Changes from the campaign
Cori McCreery, for WWAC in 2019, highlighted that Orion Acaba and his character Tiberius would not appear in the animated series "despite his being present for some" of the original adventures since "the Critical Role team had a falling out with" Acaba which led to the actor and his character "leaving the game pretty early on into the stream". McCreery wrote that "part of the beauty of adaptations is that you can change things that no longer fit the story you want to tell". On adapting hundreds of hours of a live streamed actual play, Riegel explained that "Vox Machina as a group" was altered the most.
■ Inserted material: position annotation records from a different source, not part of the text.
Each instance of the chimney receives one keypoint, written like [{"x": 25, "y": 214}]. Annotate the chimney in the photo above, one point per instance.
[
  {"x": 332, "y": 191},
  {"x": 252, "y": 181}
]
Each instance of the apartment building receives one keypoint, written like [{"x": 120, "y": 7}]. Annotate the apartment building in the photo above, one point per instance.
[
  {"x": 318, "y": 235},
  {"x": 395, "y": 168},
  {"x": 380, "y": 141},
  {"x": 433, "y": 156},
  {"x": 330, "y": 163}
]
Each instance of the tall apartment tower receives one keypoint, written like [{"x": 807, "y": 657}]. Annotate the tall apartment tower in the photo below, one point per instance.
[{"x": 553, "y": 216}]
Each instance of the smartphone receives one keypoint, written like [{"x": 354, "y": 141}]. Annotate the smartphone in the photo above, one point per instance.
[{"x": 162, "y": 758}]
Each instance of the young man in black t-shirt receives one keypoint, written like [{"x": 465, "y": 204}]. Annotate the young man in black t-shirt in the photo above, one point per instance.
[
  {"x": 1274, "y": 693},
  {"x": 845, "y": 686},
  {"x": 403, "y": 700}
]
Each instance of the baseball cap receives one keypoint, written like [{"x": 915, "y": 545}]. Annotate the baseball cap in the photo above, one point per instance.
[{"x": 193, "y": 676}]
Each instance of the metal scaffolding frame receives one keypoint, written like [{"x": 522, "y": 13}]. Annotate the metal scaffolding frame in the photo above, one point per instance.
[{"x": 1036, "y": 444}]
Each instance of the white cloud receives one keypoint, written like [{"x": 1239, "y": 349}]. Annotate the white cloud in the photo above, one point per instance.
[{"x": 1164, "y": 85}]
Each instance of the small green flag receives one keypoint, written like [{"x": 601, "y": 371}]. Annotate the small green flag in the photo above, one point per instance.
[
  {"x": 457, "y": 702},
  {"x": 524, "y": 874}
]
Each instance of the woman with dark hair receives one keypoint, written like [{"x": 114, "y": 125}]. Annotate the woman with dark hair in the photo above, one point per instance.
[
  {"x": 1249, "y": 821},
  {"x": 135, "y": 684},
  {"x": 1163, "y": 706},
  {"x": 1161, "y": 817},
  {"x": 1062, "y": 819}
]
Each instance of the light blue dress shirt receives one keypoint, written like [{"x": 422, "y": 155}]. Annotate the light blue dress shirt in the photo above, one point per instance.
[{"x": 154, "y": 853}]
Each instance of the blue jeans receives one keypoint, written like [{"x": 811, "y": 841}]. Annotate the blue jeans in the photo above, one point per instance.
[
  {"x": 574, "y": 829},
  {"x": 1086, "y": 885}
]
He noted that during the third season, the party goes "to different places in different orders" and split up and "reunite in different ways" so "the whole linear arc of the season differs from the campaign a lot". Ashley Johnson highlighted that they were able to weave her character Pike into the adaptation in places where her character did not appear in the original campaign due to Johnson's scheduling conflicts when filming Blindspot.Mercer commented that "hindsight" and the expansion of Exandria's history since the original campaign allows them to incorporate later developed aspects of the lore at earlier moments in the animated adaptation. Petrana Radulovic of Polygon highlighted the "impactful" inclusion of Zerxus Ilerez, played by Luis Carazo, who was originally created for Exandria Unlimited: Calamity – in the canon, the Calamity occurs "centuries before the events of The Legend of Vox Machina", however, Zerxus as a character "didn't even exist till five years after the original Vox Machina campaign ended, so the entire interaction with Pike is new to the show". Radulovic noted that "the current story can now more directly seed in bigger world-building and overarching plots that will come into play down the line" since it can take the original "unscripted moments" and turn them into "more deliberate foreshadowing". Harvey Randall of PC Gamer noted that The Legend of Vox Machina "hasn't been a stranger to narrative departures from its source material, obviously, but those changes have mostly been in the service of efficiency" until the third season which featured more impactful narrative changes.